Personally, I have been using IVIg for a couple years now and added in Rituxan in May. I have been very much better with the Rituxan and have had far fewer side effects from it than from IVIg.

I have had IVIG for 16 months (and for one year at the point of my first Ritux infusion in July 2017). I am also much better with the Ritux and had no side effects from it vs. it takes a few days to recover from the side effects of IVIG.

Like @Gingergrrl , I had many of the auto-antibodies at Cell Trends come back positive, have very high GAD65, and have had several other auto-antibodies test positive. I also have POTS, NMH, MCAS, EDS, and possible Sjogren's along with my ME/CFS diagnosis.

Ruthie, we are very similar re: the Cell Trend Abs and the GAD65. I also have POTS and MCAS (but do not have EDS or Sjogrens). Can you remind me if you test positive for any of the calcium channelopathies?

Very disappointed to hear the study results were not what we were hoping for but also don't think my improvement in symptoms is just a placebo effect. I have tried so many other things in the 8 years I've been sick that I surely would have chosen one of the much cheaper placebos to be successful than these two drugs. ;)

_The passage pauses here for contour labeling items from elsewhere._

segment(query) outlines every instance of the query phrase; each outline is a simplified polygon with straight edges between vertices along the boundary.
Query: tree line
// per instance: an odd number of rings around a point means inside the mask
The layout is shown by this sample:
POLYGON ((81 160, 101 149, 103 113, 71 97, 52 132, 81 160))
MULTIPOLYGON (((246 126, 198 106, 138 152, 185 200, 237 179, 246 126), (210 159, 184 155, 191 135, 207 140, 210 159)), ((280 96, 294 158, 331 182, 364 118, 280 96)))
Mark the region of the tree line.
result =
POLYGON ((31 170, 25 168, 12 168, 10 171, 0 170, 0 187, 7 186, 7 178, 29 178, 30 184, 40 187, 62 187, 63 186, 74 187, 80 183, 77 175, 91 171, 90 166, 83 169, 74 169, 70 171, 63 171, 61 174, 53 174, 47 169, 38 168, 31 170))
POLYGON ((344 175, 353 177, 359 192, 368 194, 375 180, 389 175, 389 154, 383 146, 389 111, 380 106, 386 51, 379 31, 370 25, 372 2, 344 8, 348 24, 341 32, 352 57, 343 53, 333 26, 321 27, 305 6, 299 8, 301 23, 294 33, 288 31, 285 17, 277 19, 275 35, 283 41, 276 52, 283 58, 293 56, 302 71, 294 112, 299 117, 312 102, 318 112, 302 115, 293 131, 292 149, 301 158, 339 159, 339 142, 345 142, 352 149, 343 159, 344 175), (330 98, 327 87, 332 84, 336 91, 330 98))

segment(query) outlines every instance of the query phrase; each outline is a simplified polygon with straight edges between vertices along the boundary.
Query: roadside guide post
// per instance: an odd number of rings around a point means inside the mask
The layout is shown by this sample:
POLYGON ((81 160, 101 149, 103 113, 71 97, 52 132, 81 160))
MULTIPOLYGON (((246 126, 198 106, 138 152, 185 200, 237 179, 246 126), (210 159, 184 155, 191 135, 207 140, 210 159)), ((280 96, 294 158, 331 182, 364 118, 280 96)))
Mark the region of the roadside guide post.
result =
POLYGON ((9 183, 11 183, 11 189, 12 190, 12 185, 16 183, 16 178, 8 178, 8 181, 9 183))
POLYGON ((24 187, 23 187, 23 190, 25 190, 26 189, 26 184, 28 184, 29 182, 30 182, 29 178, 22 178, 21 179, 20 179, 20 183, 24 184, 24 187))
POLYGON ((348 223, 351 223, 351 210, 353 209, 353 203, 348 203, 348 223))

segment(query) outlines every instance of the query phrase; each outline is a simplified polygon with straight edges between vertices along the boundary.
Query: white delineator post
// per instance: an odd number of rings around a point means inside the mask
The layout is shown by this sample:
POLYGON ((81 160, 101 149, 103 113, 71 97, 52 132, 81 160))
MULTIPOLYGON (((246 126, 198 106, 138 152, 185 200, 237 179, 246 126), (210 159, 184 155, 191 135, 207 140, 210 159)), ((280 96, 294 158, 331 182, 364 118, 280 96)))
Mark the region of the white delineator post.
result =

My improvement is not placebo either and I have tried everything under the sun in the last 4+ years of being sick. I went into my first IVIG expecting to get anaphylaxis and die. My expectations that I would even tolerate it, let alone have this much benefit were zero. I think for placebo, at least part of you has to believe that what you are receiving will help you and I was very skeptical going in. When it put my MCAS into remission, that was something I had never dreamed of and did not think was possible. But I finally reached a plateau with IVIG that was only broken when I began Ritux. We are very similar.